Kyungbuk_uni_hospital

56

26

0

0

0

Myung-duk

17

13

45

0

0

no_subway_nearby

0

0

0

7

13

Sin-nam

29

0

0

3

0

We are interested in answering the research question: Is an apartment near Banwoldang more likely to be a <5 minute commute than an apartment near Myung-duk?

  1. Compute the relevant summary statistic to answer the question.

  2. Compute the standard deviation of the summary statistic.

  3. Report and interpret a standardized score.

10.3 Exercises 2.3.3

Perhaps region (or proximity to subway station) is not the only thing that impacts the price of the apartments.

The following table shows the correlations between the quantitative variables in this dataset:

Variable

SalePrice

Size.sqf.

Floor

SalePrice

1.0000000

0.7402109

0.3658820

Size(sqf)

0.7402109

1.0000000

0.1986749

Floor

0.3658820

0.1986749

1.0000000

  1. Notice that the correlations between every variable and itself is 1. Why is this?
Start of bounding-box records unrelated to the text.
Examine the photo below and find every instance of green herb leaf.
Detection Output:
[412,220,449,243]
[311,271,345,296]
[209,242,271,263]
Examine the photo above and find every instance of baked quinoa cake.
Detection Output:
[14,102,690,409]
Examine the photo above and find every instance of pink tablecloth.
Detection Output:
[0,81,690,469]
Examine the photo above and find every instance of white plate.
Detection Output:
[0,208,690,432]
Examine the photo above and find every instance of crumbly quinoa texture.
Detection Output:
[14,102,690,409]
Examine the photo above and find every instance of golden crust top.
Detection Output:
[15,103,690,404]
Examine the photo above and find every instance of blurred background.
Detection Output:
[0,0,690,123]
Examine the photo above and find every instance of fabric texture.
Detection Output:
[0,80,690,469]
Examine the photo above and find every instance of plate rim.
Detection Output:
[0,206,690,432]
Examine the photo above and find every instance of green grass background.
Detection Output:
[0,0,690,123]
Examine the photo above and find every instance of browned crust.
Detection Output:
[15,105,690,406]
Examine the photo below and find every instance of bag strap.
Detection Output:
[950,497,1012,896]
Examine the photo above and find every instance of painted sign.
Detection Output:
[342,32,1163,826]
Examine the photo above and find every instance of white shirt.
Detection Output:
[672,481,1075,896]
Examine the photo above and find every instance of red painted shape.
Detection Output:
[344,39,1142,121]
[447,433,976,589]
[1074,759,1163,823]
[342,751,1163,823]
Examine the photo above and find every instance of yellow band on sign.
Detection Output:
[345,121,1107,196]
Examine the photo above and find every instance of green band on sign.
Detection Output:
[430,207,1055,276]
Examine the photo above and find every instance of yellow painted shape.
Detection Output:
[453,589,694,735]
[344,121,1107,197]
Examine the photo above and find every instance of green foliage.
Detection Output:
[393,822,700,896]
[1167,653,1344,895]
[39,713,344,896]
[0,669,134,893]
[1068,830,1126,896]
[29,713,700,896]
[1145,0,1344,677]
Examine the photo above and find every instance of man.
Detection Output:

  2. Is there evidence of a relationship between price of an apartment and size?

  3. Is there evidence of a relationship between price of an apartment and which floor it is on?

  4. Suppose we converted the TimeToSubway variable into a quantitative variable, representing each range by it’s midpoint. (For example, the category 5min-10min would become the number 5.5.) Do you think the correlation between this variable and the Sale Price would be positive, negative, or approximately zero? Why?